If you do believe any of the above, you might need an antidote; it's only an anecdote [N=1 is not data] but inspiring nonetheless. Here [L with her 2 daughters] is Lynn Ruane telling her story by talking about leadership at FemFest.  It's the same, more or less, as the Irish Times picked up.  Lynn grew up on a council estate in the depths of the West Dublin ghetto in Killinarden. She tells her story as series of incidents punctuating a life which was typical of the dispossessed: drugs, shop-lifting, vandalism, teenage pregnancy. But the force was strong with young Lynn. Her confrontations with The Man, didn't cow her; nor did they make her lose herself in rage. She rather tapped into a core of solid self-belief either acquired or delivered from god.  It might have started with the trousers, being told that only boys were allowed to wear them in school, or the skirts which only altar boys were allowed to wear in church.  Lynn wanted to have those forbidden garments and she asked for it in such a not-to-be-denied way that she changed how age-old certainties were viewed in her parish. It was uncanny, her power over weaker minds, like Obi Wan Kenobi murmuring "these are not the droids you want" when he arrives in Mos Eisley. We could have more of her - and here she is back-stage and talking direct to camera.
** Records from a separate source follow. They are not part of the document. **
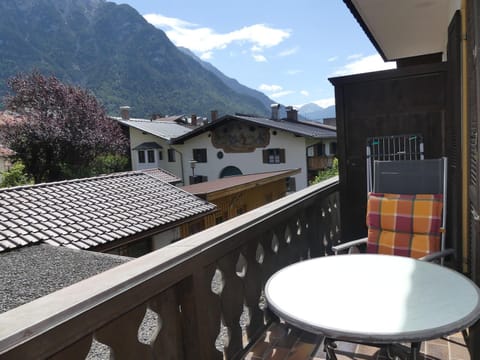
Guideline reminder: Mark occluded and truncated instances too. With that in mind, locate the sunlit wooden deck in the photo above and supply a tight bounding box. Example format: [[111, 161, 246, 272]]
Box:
[[244, 323, 471, 360]]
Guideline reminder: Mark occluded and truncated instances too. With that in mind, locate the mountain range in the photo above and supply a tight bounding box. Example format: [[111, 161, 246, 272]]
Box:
[[0, 0, 336, 121]]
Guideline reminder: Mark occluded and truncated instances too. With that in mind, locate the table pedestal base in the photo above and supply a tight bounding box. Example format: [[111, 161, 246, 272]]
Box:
[[323, 337, 422, 360]]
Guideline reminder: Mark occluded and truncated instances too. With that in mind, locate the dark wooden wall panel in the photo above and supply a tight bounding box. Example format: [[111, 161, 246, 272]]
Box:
[[330, 63, 447, 241]]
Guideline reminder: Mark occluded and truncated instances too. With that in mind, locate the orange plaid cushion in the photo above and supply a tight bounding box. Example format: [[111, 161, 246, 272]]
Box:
[[367, 193, 443, 258]]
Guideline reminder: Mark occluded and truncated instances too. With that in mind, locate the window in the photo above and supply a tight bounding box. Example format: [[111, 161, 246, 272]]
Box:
[[168, 149, 175, 162], [193, 149, 207, 162], [317, 144, 325, 156], [147, 150, 155, 163], [263, 149, 285, 164], [138, 150, 145, 164], [330, 142, 337, 155]]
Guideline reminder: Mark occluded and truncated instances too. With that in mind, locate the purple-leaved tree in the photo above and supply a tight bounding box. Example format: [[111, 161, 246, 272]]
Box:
[[0, 71, 128, 183]]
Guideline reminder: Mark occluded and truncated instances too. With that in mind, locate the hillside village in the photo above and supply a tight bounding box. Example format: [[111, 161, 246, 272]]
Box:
[[5, 0, 480, 360], [0, 104, 336, 257]]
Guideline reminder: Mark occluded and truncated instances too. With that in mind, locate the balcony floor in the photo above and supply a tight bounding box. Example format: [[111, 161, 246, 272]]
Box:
[[244, 323, 470, 360]]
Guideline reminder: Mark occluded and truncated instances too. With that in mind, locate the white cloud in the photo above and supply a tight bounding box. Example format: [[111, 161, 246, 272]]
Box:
[[287, 69, 303, 75], [312, 98, 335, 108], [270, 90, 294, 98], [258, 84, 283, 92], [144, 14, 291, 53], [347, 54, 363, 60], [333, 54, 396, 76], [278, 47, 298, 57], [200, 51, 213, 60], [252, 54, 267, 62]]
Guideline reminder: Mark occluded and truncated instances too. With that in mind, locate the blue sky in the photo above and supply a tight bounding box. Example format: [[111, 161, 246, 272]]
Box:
[[110, 0, 394, 107]]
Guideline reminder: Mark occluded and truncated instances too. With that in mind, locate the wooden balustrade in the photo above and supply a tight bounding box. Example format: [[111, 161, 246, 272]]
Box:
[[0, 178, 340, 360]]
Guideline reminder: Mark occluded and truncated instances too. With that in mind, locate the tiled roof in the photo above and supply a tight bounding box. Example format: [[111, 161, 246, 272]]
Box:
[[133, 141, 163, 150], [172, 115, 337, 144], [140, 168, 182, 184], [0, 171, 215, 252], [112, 117, 192, 140]]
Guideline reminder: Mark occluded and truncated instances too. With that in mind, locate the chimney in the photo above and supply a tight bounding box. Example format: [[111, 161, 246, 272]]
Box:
[[270, 104, 280, 120], [210, 110, 218, 122], [120, 106, 130, 120], [285, 106, 298, 122]]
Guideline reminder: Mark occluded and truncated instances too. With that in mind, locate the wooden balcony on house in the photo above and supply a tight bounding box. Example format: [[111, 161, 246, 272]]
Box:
[[0, 178, 476, 360]]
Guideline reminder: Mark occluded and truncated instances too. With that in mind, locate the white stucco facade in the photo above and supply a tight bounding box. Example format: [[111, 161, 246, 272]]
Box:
[[122, 116, 336, 190], [175, 130, 307, 190]]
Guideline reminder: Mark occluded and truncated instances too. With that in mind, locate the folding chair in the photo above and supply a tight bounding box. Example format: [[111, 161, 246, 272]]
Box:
[[332, 158, 454, 264], [325, 158, 454, 358], [366, 134, 424, 194]]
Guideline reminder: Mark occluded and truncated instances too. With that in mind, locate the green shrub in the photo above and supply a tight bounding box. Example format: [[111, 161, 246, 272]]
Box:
[[310, 158, 338, 185]]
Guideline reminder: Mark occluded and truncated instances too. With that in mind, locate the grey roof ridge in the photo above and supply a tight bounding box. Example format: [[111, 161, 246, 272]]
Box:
[[142, 167, 181, 181], [0, 170, 165, 193]]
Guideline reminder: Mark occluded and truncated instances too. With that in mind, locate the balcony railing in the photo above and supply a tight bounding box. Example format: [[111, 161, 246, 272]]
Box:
[[0, 178, 340, 360]]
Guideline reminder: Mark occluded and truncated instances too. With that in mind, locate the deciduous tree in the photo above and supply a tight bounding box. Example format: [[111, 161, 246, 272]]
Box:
[[0, 71, 128, 183]]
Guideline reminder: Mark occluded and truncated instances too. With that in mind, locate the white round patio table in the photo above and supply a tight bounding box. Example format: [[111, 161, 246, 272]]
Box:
[[265, 254, 480, 356]]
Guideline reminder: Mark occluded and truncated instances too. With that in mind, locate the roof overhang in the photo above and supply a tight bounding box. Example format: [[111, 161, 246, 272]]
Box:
[[344, 0, 460, 61]]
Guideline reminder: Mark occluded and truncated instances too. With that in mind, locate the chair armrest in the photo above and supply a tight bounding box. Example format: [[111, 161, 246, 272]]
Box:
[[332, 238, 367, 255], [419, 249, 455, 261]]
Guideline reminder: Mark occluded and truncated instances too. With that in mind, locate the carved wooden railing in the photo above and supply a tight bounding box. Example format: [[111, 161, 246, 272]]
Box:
[[0, 178, 340, 360]]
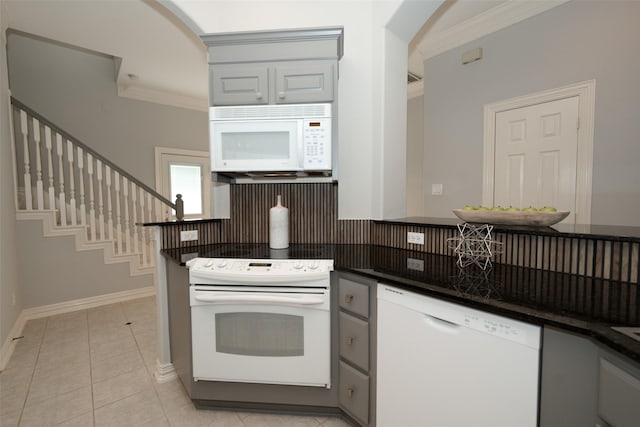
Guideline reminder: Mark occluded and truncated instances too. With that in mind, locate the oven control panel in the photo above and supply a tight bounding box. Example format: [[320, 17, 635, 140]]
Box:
[[187, 258, 333, 284]]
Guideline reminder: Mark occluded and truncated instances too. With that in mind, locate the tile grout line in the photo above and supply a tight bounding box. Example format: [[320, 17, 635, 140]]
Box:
[[119, 303, 171, 426], [85, 310, 96, 427], [18, 317, 49, 426]]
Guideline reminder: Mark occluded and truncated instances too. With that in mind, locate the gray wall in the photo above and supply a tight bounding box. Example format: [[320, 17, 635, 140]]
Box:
[[0, 7, 22, 354], [8, 33, 209, 188], [16, 220, 153, 308], [407, 96, 425, 216], [424, 1, 640, 226]]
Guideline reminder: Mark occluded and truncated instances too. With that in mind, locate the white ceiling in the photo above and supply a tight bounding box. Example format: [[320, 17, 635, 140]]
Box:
[[2, 0, 566, 110]]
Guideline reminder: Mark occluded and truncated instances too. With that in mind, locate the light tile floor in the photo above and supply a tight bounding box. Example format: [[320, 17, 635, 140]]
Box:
[[0, 297, 348, 427]]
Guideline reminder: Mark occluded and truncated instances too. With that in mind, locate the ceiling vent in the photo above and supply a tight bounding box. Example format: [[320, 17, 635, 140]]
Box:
[[407, 71, 422, 83]]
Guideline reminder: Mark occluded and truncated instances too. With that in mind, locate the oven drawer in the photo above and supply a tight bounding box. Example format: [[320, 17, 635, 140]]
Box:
[[338, 278, 369, 318], [338, 362, 369, 425], [340, 312, 369, 372]]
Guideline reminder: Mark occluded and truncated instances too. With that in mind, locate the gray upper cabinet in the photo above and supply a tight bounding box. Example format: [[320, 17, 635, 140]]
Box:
[[275, 61, 334, 104], [209, 60, 334, 105], [202, 27, 343, 105], [209, 64, 269, 105]]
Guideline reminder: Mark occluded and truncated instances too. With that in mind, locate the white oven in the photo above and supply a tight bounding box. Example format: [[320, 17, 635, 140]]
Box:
[[187, 258, 333, 388]]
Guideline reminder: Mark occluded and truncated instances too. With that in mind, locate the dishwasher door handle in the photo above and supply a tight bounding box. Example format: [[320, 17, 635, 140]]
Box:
[[424, 313, 462, 334]]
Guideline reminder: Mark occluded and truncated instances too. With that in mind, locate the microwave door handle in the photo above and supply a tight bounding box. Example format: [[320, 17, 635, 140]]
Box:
[[296, 120, 306, 170], [195, 294, 324, 305]]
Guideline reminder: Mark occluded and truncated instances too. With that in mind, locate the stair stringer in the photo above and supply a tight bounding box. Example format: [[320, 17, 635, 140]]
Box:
[[16, 209, 155, 281]]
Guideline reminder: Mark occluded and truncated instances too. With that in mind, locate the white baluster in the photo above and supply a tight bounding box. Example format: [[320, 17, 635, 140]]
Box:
[[67, 140, 78, 225], [122, 177, 131, 253], [145, 193, 154, 265], [20, 110, 33, 211], [44, 126, 56, 210], [32, 118, 44, 210], [140, 188, 149, 267], [77, 147, 87, 225], [113, 172, 122, 254], [96, 160, 107, 240], [56, 133, 67, 226], [104, 166, 113, 241], [87, 153, 97, 242], [131, 182, 140, 254]]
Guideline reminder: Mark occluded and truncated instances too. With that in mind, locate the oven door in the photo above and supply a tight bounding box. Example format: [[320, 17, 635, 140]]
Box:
[[190, 285, 331, 388]]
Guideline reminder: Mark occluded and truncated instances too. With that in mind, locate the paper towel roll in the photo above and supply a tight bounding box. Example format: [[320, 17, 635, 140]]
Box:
[[269, 195, 289, 249]]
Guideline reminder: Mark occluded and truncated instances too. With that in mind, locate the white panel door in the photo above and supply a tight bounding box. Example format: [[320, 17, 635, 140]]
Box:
[[494, 96, 579, 223]]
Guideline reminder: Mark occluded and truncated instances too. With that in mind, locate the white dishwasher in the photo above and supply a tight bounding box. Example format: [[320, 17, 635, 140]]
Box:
[[376, 284, 541, 427]]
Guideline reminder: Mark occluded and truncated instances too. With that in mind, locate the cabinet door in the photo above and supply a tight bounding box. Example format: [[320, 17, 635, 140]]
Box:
[[598, 358, 640, 427], [338, 277, 369, 318], [209, 65, 269, 105], [340, 313, 369, 372], [338, 362, 369, 425], [275, 61, 334, 104]]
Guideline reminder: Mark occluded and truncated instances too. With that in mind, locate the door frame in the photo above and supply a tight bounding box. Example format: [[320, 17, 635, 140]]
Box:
[[482, 80, 596, 224], [153, 146, 211, 218]]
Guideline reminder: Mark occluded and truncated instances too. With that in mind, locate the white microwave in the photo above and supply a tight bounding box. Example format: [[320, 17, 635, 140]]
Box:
[[209, 103, 332, 174]]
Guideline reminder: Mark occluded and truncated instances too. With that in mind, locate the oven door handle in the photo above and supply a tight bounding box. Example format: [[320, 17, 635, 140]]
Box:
[[194, 294, 325, 305]]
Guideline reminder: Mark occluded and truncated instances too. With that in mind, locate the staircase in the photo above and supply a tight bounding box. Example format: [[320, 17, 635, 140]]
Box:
[[11, 98, 176, 276]]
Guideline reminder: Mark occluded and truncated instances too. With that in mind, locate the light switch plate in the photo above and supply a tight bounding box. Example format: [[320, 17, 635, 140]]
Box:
[[180, 230, 198, 242], [407, 231, 424, 245], [407, 258, 424, 271]]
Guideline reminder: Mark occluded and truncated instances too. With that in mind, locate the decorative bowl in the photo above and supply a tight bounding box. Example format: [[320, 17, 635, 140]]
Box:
[[453, 209, 570, 227]]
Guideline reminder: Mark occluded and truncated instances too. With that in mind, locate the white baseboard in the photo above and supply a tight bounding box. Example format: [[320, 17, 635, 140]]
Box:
[[0, 310, 27, 372], [0, 286, 156, 371], [153, 360, 178, 383]]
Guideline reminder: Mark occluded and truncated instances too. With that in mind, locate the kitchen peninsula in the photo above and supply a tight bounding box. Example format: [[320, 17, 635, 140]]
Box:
[[150, 218, 640, 425]]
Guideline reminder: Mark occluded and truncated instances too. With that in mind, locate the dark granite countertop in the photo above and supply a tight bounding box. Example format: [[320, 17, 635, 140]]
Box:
[[382, 217, 640, 241], [162, 244, 640, 363]]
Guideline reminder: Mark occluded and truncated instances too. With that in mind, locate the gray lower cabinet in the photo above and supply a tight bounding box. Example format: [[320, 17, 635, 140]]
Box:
[[209, 60, 337, 105], [338, 273, 376, 426], [540, 327, 640, 427], [598, 351, 640, 427]]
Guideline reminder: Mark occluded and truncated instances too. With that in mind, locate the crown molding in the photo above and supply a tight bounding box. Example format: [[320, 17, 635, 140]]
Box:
[[419, 0, 570, 59], [117, 83, 209, 112], [407, 80, 424, 99]]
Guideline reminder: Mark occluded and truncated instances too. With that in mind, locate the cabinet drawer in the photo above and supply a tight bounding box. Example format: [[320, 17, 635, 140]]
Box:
[[598, 359, 640, 427], [338, 278, 369, 318], [338, 362, 369, 425], [340, 313, 369, 372]]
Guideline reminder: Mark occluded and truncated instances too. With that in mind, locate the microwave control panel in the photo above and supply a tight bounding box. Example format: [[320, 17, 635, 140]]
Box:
[[302, 118, 331, 170]]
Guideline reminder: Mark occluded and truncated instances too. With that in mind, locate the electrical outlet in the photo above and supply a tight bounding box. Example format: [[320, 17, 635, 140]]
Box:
[[180, 230, 198, 242], [407, 258, 424, 271], [407, 231, 424, 245]]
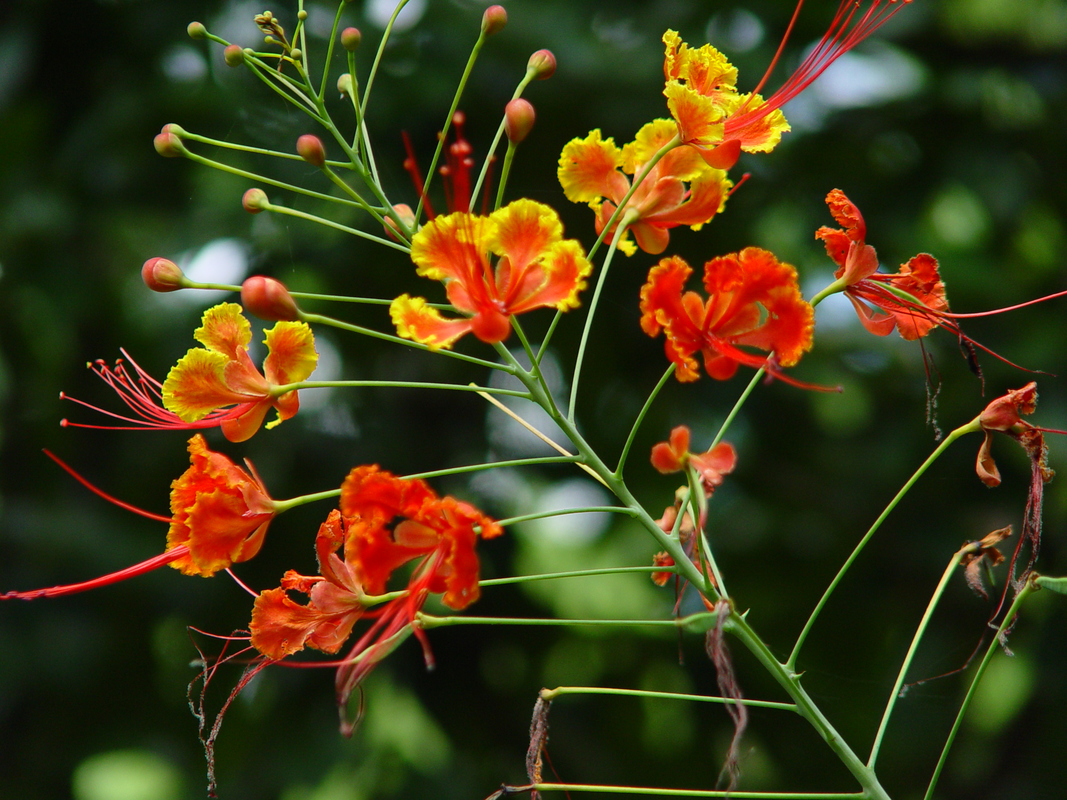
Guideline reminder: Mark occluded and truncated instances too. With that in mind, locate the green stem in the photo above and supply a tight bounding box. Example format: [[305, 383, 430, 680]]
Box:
[[707, 367, 766, 450], [352, 0, 408, 119], [184, 149, 362, 208], [262, 203, 411, 251], [923, 576, 1036, 800], [415, 26, 485, 224], [867, 542, 978, 769], [567, 209, 637, 421], [274, 489, 340, 514], [589, 133, 682, 261], [415, 611, 715, 630], [533, 783, 867, 800], [724, 611, 889, 800], [404, 455, 578, 480], [615, 364, 674, 478], [478, 563, 661, 587], [785, 418, 982, 670], [493, 140, 517, 211], [496, 506, 631, 529], [319, 0, 345, 99], [271, 381, 529, 400], [541, 686, 797, 711], [300, 311, 514, 373]]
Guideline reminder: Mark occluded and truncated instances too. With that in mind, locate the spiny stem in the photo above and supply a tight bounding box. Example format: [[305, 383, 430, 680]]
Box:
[[540, 686, 797, 711], [867, 542, 978, 769], [923, 575, 1036, 800], [785, 419, 982, 670], [615, 364, 674, 478], [404, 455, 578, 480], [533, 783, 869, 800], [478, 563, 661, 587], [271, 381, 529, 400], [300, 311, 513, 372], [261, 203, 411, 251], [567, 210, 637, 422]]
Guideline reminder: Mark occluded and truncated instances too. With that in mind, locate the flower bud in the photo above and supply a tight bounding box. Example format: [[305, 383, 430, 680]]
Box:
[[504, 97, 536, 144], [340, 28, 363, 52], [241, 275, 300, 322], [241, 189, 270, 214], [481, 5, 508, 36], [222, 45, 244, 66], [385, 203, 415, 242], [141, 257, 186, 291], [297, 133, 327, 167], [152, 131, 186, 158], [526, 50, 556, 81]]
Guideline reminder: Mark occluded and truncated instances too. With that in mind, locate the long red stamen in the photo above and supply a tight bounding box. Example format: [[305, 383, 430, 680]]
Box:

This year, Lynn Ruane is President of the Students Union in Trinity College Dublin, having clawed herself an education out in Tallaght. She's shown above with her two daughters beside the Pomodoro Sphere in the centre of the campus, which is an Establishment Bastion. Seemingly, the Presidency comes with a grace-and-favour apartment in College and she lives there with her family. If she seems to be absurdly young to have a teenage daughter, it's because she had an early start. I gather that the girls have been lowering the tone of the sacred lawns of TCD: now and then roaring out of the window to tell their mother not to forget the milk.  That's all to the good. The pomposity needs to be pricked occasionally. I have stake/status in Trinity because I'm now an Adjunct Lecturer there; so if I approve, it is okay [hmmmm? probably not].

Watch out for Lynn Ruane.  She is now thinking of running for the Senate - of the country, not the TCD talking shop. We've had a couple of female Presidents of Ireland in the last 25 years, but we've never had a female Taoiseach.  €5 on Lynn Ruane?  Get your bet on while the odds are still long.